Aviation incident in Skerjafjörður, Iceland

The 2000 Skerjafjörður plane crash happened on 7 August 2000 when a Cessna T210L Centurion II aircraft, TF-GTI, operated by Leiguflug Ísleifs Ottesen with six people on board crashed into the sea in Skerjafjörður, just outside Reykjavík, Iceland.

==Background==
The plane was on a scheduled flight from Vestmannaeyjar Airport to Reykjavík Airport with passengers who had been attending the annual Þjóðhátíð, the largest national festival in Iceland. It was the 22nd flight of the day for the pilot.

==Accident details==
===Flight===
The plane was about to touch the runway in Reykjavík when the pilot received an order from the control tower to abort as another plane was on the runway. The pilot then raised the flight and intended to make another circle. The aircraft had reached an altitude of about 500 feet when the engine lost power and stalled. Shortly after, the plane hit the sea in Skerjaförður, about 350 meters from land, broke apart and sank at a depth of about six meters with everyone on board.
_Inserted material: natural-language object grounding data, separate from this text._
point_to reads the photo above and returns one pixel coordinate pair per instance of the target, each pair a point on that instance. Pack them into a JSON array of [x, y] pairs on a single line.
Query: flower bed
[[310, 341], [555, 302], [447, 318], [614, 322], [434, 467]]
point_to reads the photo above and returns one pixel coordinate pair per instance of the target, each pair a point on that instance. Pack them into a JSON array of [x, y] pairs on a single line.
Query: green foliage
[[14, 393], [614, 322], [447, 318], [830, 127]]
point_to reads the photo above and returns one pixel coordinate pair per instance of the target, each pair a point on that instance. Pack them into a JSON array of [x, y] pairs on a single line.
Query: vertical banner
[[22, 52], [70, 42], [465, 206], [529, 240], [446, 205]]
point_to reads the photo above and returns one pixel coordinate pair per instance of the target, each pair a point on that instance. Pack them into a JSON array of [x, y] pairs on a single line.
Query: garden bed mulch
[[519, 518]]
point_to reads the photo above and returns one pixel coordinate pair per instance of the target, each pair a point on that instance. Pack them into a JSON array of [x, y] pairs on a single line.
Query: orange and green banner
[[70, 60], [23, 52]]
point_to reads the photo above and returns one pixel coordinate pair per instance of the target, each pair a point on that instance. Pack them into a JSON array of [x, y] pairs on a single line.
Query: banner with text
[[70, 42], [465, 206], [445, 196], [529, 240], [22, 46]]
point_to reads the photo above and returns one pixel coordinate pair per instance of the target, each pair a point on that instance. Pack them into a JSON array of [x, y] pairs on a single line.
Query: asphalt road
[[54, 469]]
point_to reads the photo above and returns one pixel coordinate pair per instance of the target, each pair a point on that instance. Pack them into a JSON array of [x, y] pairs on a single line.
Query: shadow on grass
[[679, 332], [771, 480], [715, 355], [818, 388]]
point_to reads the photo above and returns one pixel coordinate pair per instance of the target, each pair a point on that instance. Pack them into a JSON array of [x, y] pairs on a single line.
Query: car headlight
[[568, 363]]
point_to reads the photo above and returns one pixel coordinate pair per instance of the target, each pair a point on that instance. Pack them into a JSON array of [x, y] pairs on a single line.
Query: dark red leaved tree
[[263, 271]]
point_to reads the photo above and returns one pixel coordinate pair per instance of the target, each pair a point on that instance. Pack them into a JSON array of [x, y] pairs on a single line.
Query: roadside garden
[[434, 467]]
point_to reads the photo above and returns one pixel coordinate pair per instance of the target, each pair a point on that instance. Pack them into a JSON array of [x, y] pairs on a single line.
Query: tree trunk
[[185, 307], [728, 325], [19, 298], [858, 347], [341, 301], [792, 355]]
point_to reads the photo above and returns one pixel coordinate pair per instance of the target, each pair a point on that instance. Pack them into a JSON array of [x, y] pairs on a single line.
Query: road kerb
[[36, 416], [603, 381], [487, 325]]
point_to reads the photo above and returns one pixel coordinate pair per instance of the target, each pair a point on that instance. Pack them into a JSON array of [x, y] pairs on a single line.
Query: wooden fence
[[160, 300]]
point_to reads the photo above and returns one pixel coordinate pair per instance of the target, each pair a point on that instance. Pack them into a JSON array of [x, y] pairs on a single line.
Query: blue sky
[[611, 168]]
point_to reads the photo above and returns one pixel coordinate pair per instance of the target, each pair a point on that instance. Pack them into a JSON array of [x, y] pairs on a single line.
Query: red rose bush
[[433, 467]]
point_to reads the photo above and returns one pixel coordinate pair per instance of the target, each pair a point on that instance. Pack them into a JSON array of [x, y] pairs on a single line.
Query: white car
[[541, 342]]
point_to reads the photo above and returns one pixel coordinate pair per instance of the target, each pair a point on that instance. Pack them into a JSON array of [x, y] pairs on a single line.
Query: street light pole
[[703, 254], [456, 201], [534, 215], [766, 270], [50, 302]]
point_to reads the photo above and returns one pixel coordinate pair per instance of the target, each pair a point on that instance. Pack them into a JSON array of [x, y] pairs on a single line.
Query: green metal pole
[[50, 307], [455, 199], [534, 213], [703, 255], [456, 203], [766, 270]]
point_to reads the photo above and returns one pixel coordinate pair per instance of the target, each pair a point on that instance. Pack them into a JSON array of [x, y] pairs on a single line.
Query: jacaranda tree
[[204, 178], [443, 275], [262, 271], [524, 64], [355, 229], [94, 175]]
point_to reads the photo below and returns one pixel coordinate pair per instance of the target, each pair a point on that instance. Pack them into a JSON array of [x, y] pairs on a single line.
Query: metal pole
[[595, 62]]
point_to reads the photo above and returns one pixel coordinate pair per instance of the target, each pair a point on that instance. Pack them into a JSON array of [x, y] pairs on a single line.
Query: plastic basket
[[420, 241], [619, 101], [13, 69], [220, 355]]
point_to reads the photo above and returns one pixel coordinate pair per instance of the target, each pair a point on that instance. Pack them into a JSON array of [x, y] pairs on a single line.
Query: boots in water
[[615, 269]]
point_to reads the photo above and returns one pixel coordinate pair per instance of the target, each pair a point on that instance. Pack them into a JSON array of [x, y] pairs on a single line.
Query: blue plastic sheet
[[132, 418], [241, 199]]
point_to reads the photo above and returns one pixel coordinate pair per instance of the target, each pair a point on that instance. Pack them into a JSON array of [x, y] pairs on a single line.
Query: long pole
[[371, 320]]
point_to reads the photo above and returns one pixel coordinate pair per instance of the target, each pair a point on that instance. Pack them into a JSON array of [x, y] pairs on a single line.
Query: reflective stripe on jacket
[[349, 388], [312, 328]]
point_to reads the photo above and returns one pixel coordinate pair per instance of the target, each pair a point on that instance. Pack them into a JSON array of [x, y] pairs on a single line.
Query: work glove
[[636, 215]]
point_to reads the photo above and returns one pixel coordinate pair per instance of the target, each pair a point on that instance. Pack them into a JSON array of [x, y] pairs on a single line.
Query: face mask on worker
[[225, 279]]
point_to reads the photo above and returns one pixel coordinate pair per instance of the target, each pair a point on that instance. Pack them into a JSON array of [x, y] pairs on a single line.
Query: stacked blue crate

The plane rested on its left side, with the right wing sticking out of the sea. A nearby barge, owned by a diving company, arrived at the scene few minutes after the crash and within 30 minutes of the accident, divers recovered five of the six occupants from the wreckage and brought to shore.

===Fatalities===
One of the passengers died at the scene of the accident, as rescuers were unable to recover him from the passenger site of the cockpit until the plane was lifted from the sea. The pilot and one of the passengers were pronounced dead shortly after arriving at the hospital and another passenger died a few days later. The last two passengers died within a year from their injuries.

==Cause==
In its report, the Aircraft Accident Investigation Board concluded that the cause of the accident was that the plane ran out of fuel, with contributing factors being the pilots fatigue.

==Aftermath==
The crash led to several rule changes regarding aviation safety in Iceland, including reducing the number of landings in Vestmannaeyjar per 30 minutes to eight to limit the number of aircraft in the airspace at any given time. Following the rule changes, there were no fatal air accidents in the country for nine years, a notable reduction from the almost yearly fatal accidents from the decade before.